Although some columns like date might not be correctly treated as character variables, they are not strictly numeric either, all other columns appear correct
3.3.1.1 Missing Data
Q Based on our summary functions do we have complete data for all variables?
No, they are 2 missing data points for body measurements (culmen, flipper, body mass), 11 missing data points for sex, 13/14 missing data points for blood isotopes (Delta N/C) and 290 missing data points for comments
Sometimes we want to remove rows where values are missing, this will be covered later - for now we just want to be aware of where we do not have complete records.
3.3.2 Activity 2: Clean column names
[1] "studyName" "Sample Number" "Species"
[4] "Region" "Island" "Stage"
[7] "Individual ID" "Clutch Completion" "Date Egg"
[10] "Culmen Length (mm)" "Culmen Depth (mm)" "Flipper Length (mm)"
[13] "Body Mass (g)" "Sex" "Delta 15 N (o/oo)"
[16] "Delta 13 C (o/oo)" "Comments"
When we run colnames() we get the identities of each column in our dataframe
Study name: an identifier for the year in which sets of observations were made
Region: the area in which the observation was recorded
Island: the specific island where the observation was recorded
Stage: Denotes reproductive stage of the penguin
Individual ID: the unique ID of the individual
Clutch completion: if the study nest observed with a full clutch e.g. 2 eggs
Date egg: the date at which the study nest observed with 1 egg
Culmen length: length of the dorsal ridge of the bird’s bill (mm)
Culmen depth: depth of the dorsal ridge of the bird’s bill (mm)
Flipper Length: length of bird’s flipper (mm)
Body Mass: Bird’s mass in (g)
Sex: Denotes the sex of the bird
Delta 15N : the ratio of stable Nitrogen isotopes 15N:14N from blood sample
Delta 13C: the ratio of stable Carbon isotopes 13C:12C from blood sample
3.3.2.1 Clean column names
Often we might want to change the names of our variables. They might be non-intuitive, or too long. Our data has a couple of issues:
Some of the names contain spaces
Some of the names have capitalised letters
Some of the names contain brackets
R is case-sensitive and also doesn’t like spaces or brackets in variable names, because of this we have been forced to use backticks `Sample Number` to prevent errors when using these column names
# CLEAN DATA ----
# clean all variable names to snake_case
# using the clean_names function from the janitor package
# note we are using assign <-
# to overwrite the old version of penguins
# with a version that has updated names
# this changes the data in our R workspace
# but NOT the original csv file
# clean the column names
# assign to new R object
penguins_clean <- janitor::clean_names(penguins_raw)
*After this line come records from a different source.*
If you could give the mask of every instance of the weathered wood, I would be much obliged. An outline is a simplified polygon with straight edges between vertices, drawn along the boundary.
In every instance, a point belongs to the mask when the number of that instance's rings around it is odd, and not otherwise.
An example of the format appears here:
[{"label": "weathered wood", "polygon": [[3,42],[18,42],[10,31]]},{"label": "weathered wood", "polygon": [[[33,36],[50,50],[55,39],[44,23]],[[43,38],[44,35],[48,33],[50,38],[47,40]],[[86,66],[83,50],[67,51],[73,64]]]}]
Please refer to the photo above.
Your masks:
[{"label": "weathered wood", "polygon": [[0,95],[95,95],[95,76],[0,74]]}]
# quickly check the new variable names
colnames(penguins_clean) [1] "study_name" "sample_number" "species"
[4] "region" "island" "stage"
[7] "individual_id" "clutch_completion" "date_egg"
[10] "culmen_length_mm" "culmen_depth_mm" "flipper_length_mm"
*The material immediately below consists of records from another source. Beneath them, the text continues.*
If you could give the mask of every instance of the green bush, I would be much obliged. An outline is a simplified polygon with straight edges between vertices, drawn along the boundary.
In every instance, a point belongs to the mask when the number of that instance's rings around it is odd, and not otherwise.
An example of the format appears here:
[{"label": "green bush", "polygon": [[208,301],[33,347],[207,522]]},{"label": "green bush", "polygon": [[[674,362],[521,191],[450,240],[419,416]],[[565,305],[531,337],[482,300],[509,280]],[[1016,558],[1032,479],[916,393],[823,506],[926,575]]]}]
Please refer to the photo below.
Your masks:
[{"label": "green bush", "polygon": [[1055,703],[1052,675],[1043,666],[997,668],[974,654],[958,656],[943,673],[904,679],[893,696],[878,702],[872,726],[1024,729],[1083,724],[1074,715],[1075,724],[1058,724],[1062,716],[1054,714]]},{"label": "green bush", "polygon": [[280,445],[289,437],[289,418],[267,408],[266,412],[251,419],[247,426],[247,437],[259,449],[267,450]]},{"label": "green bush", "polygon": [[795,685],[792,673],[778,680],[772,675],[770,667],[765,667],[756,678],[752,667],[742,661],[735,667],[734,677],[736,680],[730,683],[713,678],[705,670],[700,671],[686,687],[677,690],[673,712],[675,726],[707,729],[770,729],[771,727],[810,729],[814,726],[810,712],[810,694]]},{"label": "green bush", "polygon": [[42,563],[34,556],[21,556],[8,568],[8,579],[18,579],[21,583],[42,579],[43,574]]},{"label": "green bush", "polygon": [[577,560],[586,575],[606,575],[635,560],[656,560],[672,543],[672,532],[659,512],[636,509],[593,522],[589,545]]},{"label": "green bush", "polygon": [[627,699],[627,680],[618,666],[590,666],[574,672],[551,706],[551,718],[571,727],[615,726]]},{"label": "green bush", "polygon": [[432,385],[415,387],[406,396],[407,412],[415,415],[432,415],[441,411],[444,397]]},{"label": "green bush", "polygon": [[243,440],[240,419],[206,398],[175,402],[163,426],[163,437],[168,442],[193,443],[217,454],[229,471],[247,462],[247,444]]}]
[13] "body_mass_g" "sex" "delta_15_n_o_oo"
[16] "delta_13_c_o_oo" "comments"
3.3.2.2 Rename columns (manually)
The clean_names function quickly converts all variable names into snake caseSnake case is a naming convention in computing that uses underscores to replace spaces between words, and writes words in lowercase. It’s commonly used for variable names, filenames, and database table and column names.. The N and C blood isotope ratio names are still quite long though, so let’s clean those with dplyr::rename() where “new_name” = “old_name”.
3.3.2.3 Rename text values manually
Sometimes we may want to rename the values in our variables in order to make a shorthand that is easier to follow. This is changing the values in our columns, not the column names.
# use mutate and case_when
# for a statement that conditionally changes
# the names of the values in a variable
penguins <- penguins_clean |>
mutate(species = case_when(
species == "Adelie Penguin (Pygoscelis adeliae)" ~ "Adelie",
species == "Gentoo penguin (Pygoscelis papua)" ~ "Gentoo",
species == "Chinstrap penguin (Pygoscelis antarctica)" ~ "Chinstrap",
.default = as.character(species)
)
)Notice from here on out I am assigning the output of my code to the R object penguins, this means any new code “overwrites” the old penguins dataframe. This is because I ran out of new names I could think of, its also because my Environment is filling up with lots of data frame variants.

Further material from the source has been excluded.